New Petition Filed in the Sale of the Historic Venice Post Office

By Greta Cobar

Talk of a possible sale of our historic Venice Post Office started in March 2011 and was followed by an unprecedented community unity in our efforts to keep it a public institution. Rallies, petitions, media attention and dozens of articles published in the Beachhead did not eventually stop the sale.
Movie producer Joel Silver bought the building in September 2012 and postal services were moved to the hole-in-the-wall annex that continues to operate as a post office.
In our efforts to save the Work Projects Administration building from going into private ownership, several Venice citizens petitioned the Postal Regulatory Committee (PRC) for review concerning the sale. The PRC’s response was that it lacks jurisdiction.
A lawsuit was filed in District Court in Washington D.C. in March 2012 by Elaine Mittleman challenging the PRC’s assertion of their lack of jurisdiction over post office sales. Created to monitor the actions of the United States Postal Service (USPS), the PRC was meant to be an advocate for the public and to ensure public’s access to postal services.
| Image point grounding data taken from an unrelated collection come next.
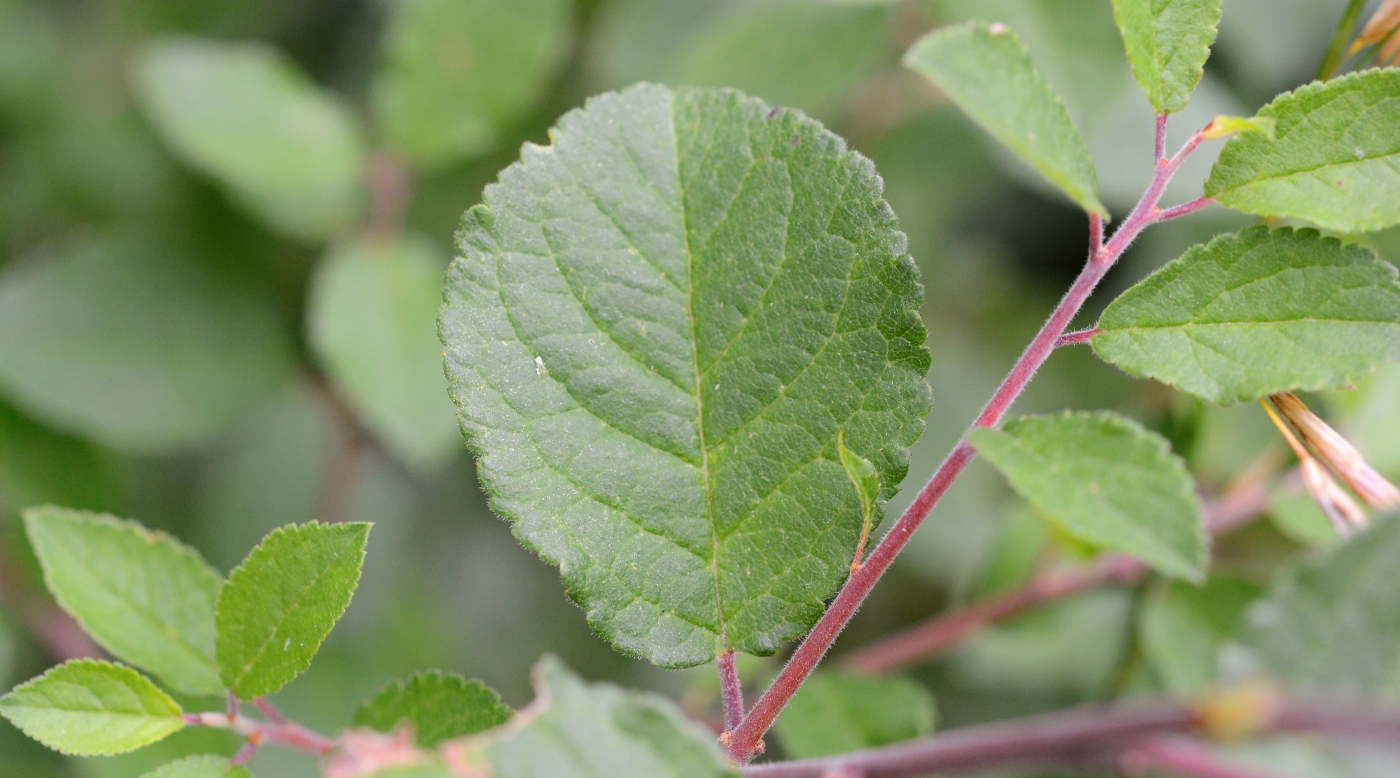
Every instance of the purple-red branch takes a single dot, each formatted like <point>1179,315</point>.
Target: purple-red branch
<point>745,740</point>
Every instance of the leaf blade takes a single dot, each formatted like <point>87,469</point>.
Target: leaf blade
<point>283,600</point>
<point>142,595</point>
<point>987,72</point>
<point>91,708</point>
<point>1255,314</point>
<point>1106,480</point>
Mittleman appealed the decision to move postal services in Venice to the annex, arguing that closure of our historic post office would severely reduce or temporarily eliminate the availability of postal services to the community. The PRC dismissed the appeal for lack of jurisdiction.
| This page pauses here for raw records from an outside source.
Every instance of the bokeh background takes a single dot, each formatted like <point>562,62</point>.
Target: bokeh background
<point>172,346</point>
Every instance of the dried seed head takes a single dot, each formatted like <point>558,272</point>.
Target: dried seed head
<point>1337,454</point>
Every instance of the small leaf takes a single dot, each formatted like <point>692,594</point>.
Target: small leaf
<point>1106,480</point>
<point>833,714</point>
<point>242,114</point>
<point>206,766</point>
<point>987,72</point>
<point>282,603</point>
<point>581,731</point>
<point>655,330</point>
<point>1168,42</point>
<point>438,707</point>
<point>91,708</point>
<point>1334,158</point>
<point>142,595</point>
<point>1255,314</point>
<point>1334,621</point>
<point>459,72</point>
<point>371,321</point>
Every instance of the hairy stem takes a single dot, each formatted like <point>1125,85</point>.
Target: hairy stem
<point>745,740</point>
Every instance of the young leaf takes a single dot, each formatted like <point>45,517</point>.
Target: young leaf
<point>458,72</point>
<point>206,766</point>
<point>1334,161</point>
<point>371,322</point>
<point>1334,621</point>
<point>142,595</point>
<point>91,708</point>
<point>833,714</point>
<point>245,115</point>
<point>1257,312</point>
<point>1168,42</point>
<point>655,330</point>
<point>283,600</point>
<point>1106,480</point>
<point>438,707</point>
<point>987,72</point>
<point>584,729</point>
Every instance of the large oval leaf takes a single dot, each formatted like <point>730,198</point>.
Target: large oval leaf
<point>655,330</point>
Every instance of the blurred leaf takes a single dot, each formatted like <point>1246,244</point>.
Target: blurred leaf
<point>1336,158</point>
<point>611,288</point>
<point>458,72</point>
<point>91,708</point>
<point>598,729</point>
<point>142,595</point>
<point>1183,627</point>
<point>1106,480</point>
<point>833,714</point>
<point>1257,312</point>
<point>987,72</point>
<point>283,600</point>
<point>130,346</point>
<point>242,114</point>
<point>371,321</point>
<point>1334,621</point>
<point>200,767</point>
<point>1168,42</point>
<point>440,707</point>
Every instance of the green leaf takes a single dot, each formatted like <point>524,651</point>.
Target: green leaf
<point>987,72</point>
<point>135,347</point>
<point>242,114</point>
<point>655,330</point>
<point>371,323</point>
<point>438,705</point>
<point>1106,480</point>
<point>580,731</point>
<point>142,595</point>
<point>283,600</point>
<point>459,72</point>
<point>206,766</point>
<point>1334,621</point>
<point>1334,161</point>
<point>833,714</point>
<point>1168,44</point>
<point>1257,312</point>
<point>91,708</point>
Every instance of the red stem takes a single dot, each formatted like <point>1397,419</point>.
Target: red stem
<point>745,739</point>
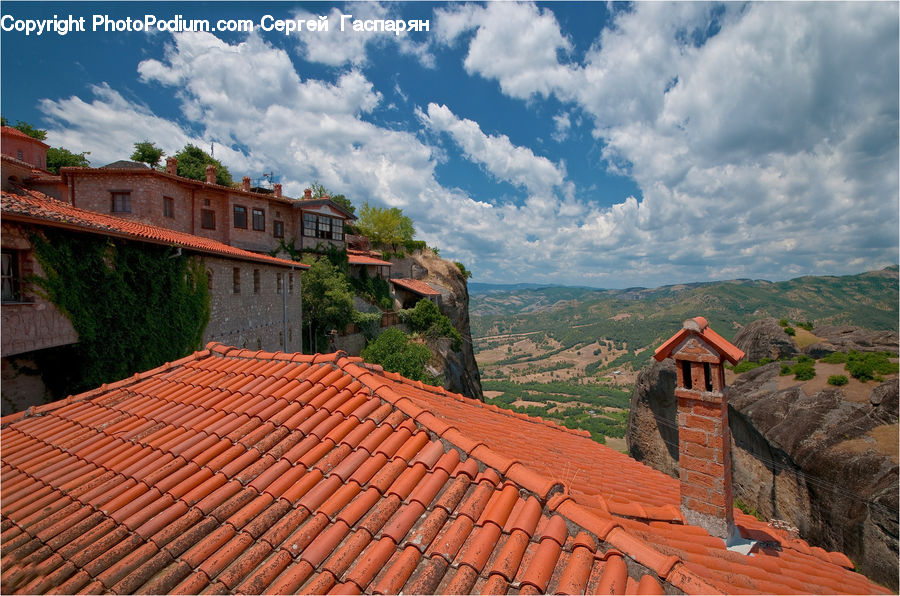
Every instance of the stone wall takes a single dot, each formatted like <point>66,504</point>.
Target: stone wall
<point>32,323</point>
<point>250,314</point>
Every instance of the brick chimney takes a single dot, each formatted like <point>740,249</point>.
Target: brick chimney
<point>704,441</point>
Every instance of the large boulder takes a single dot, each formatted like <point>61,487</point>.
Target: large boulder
<point>823,462</point>
<point>765,339</point>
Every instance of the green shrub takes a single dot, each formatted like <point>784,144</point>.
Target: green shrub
<point>804,371</point>
<point>427,319</point>
<point>838,380</point>
<point>394,351</point>
<point>744,366</point>
<point>835,358</point>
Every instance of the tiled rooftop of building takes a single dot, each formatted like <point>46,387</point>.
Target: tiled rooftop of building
<point>15,132</point>
<point>416,286</point>
<point>242,471</point>
<point>34,206</point>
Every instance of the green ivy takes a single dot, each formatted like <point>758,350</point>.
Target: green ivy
<point>134,306</point>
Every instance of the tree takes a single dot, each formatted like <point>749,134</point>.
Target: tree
<point>192,162</point>
<point>60,157</point>
<point>319,191</point>
<point>31,131</point>
<point>385,226</point>
<point>394,351</point>
<point>149,153</point>
<point>327,300</point>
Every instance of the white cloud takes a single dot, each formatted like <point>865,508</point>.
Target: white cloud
<point>766,126</point>
<point>505,161</point>
<point>337,47</point>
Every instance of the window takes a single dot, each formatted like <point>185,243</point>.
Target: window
<point>324,227</point>
<point>707,376</point>
<point>240,216</point>
<point>10,276</point>
<point>309,224</point>
<point>207,219</point>
<point>259,220</point>
<point>121,202</point>
<point>686,374</point>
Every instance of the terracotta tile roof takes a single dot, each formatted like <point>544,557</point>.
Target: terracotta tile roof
<point>243,471</point>
<point>416,286</point>
<point>699,326</point>
<point>15,132</point>
<point>364,260</point>
<point>37,207</point>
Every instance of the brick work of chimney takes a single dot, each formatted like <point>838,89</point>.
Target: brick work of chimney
<point>704,439</point>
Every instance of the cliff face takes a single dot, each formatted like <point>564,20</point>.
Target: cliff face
<point>824,460</point>
<point>458,370</point>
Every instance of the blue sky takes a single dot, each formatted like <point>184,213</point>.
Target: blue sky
<point>608,145</point>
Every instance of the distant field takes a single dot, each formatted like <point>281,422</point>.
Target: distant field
<point>581,341</point>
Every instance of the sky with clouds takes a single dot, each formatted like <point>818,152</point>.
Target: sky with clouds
<point>607,145</point>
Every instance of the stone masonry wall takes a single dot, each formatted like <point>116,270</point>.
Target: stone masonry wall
<point>247,317</point>
<point>34,323</point>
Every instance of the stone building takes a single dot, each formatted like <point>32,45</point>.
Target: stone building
<point>255,298</point>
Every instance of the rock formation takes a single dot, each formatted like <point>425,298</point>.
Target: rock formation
<point>765,339</point>
<point>825,463</point>
<point>458,370</point>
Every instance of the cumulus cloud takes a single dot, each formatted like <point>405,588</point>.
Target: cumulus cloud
<point>761,136</point>
<point>337,47</point>
<point>505,161</point>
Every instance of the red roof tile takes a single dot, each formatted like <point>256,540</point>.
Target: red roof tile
<point>366,260</point>
<point>416,286</point>
<point>33,206</point>
<point>15,132</point>
<point>235,470</point>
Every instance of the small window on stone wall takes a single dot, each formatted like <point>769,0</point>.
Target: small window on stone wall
<point>10,277</point>
<point>686,374</point>
<point>207,219</point>
<point>121,202</point>
<point>707,376</point>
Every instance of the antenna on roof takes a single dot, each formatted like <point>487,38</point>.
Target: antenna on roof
<point>269,178</point>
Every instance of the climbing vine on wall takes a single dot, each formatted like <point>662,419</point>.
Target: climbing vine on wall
<point>134,306</point>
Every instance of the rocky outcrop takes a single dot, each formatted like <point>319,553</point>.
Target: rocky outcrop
<point>765,339</point>
<point>824,463</point>
<point>842,338</point>
<point>458,370</point>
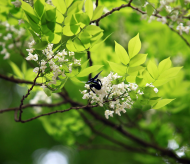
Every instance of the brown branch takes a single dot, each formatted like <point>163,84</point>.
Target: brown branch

However, on August 29 2014 Mittleman filed a petition for rehearing in the D.C. Circuit Court, asking the PRC to file a response.
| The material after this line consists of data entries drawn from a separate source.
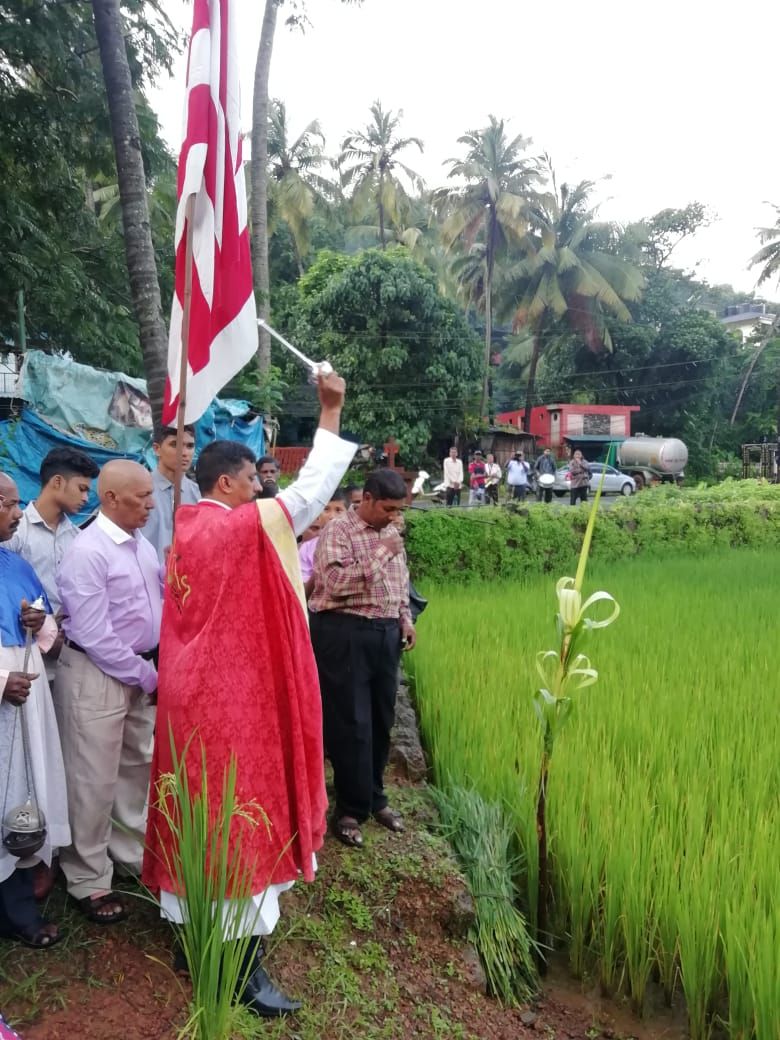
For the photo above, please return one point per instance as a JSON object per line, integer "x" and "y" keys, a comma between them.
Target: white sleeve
{"x": 321, "y": 473}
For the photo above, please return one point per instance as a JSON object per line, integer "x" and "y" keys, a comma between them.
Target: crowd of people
{"x": 522, "y": 477}
{"x": 122, "y": 643}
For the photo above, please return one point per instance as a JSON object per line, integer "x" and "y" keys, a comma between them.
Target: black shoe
{"x": 262, "y": 996}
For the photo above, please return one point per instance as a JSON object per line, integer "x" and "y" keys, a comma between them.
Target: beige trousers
{"x": 106, "y": 729}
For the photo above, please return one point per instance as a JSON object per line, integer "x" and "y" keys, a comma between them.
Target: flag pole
{"x": 186, "y": 306}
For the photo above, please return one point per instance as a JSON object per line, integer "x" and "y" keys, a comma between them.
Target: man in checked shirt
{"x": 360, "y": 623}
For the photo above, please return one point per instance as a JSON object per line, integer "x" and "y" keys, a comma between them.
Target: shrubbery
{"x": 481, "y": 544}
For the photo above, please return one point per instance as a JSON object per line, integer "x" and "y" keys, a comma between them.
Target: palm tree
{"x": 295, "y": 185}
{"x": 769, "y": 255}
{"x": 259, "y": 165}
{"x": 374, "y": 152}
{"x": 141, "y": 266}
{"x": 564, "y": 277}
{"x": 487, "y": 214}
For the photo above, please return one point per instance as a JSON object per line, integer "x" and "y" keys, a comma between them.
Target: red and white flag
{"x": 223, "y": 321}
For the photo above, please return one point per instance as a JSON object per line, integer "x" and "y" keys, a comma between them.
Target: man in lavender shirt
{"x": 110, "y": 587}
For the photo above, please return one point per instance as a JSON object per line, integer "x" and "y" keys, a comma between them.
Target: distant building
{"x": 552, "y": 425}
{"x": 747, "y": 318}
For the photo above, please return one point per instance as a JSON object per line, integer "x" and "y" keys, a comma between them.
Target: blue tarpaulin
{"x": 104, "y": 414}
{"x": 26, "y": 441}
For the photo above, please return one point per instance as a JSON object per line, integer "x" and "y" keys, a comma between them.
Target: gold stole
{"x": 277, "y": 525}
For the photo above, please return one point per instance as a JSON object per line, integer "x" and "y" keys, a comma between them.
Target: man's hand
{"x": 18, "y": 685}
{"x": 31, "y": 618}
{"x": 331, "y": 390}
{"x": 56, "y": 648}
{"x": 409, "y": 633}
{"x": 392, "y": 540}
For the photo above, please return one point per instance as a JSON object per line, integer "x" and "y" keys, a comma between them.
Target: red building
{"x": 553, "y": 424}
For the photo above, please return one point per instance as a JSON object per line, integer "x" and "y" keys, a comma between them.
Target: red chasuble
{"x": 237, "y": 674}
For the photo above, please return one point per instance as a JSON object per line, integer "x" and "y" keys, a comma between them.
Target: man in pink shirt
{"x": 111, "y": 592}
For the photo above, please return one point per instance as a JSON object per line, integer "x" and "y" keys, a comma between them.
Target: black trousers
{"x": 18, "y": 908}
{"x": 358, "y": 665}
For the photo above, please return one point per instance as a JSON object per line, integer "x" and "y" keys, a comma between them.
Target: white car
{"x": 615, "y": 482}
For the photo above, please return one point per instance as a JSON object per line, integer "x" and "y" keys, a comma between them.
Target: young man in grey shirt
{"x": 159, "y": 528}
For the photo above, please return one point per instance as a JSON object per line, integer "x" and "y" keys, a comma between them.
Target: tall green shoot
{"x": 563, "y": 672}
{"x": 207, "y": 863}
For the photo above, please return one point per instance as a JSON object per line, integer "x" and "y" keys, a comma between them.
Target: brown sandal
{"x": 390, "y": 819}
{"x": 346, "y": 829}
{"x": 91, "y": 907}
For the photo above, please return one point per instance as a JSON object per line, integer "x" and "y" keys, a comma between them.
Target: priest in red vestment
{"x": 237, "y": 674}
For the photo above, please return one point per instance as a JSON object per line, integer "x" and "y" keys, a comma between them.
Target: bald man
{"x": 110, "y": 587}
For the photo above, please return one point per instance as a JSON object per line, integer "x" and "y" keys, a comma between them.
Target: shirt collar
{"x": 161, "y": 481}
{"x": 34, "y": 517}
{"x": 118, "y": 536}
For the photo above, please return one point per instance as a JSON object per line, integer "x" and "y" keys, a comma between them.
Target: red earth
{"x": 375, "y": 949}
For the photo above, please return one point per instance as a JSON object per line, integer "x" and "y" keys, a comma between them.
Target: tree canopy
{"x": 410, "y": 359}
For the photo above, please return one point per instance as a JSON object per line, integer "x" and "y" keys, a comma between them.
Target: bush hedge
{"x": 517, "y": 542}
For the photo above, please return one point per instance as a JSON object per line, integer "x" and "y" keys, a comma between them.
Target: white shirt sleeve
{"x": 321, "y": 473}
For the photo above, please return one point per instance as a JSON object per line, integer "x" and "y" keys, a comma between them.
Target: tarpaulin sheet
{"x": 104, "y": 414}
{"x": 26, "y": 441}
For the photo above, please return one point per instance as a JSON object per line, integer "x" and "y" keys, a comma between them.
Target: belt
{"x": 358, "y": 619}
{"x": 146, "y": 654}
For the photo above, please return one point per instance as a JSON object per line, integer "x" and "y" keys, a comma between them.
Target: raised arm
{"x": 328, "y": 461}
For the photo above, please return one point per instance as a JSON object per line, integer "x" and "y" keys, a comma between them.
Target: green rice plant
{"x": 563, "y": 672}
{"x": 699, "y": 944}
{"x": 207, "y": 864}
{"x": 483, "y": 839}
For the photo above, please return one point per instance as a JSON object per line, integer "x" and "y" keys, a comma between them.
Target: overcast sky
{"x": 672, "y": 102}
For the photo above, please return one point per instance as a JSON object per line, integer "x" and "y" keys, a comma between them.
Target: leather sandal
{"x": 390, "y": 819}
{"x": 91, "y": 908}
{"x": 35, "y": 936}
{"x": 346, "y": 829}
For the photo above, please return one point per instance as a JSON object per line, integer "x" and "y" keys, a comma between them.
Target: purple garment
{"x": 306, "y": 555}
{"x": 111, "y": 594}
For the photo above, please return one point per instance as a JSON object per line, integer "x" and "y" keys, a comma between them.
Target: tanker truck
{"x": 650, "y": 460}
“It does not mean that the petition will be granted, but at least the Court wants to know what the PRC has to say in response,” Mittleman stated in an email message.
Edward Biberman’s Story of Venice mural that had adorned the wall of our historical post office was leased by the USPS to Silver for fifty years at no cost. The community has been struggling to get the USPS to lease the mural to a public institution, such as the Venice library, where the public would have access to it.
The so-called post office crisis is a manufactured crisis created to destroy a unionized government institution that delivers to all in favor of the private shipping companies that charge more and deliver to less.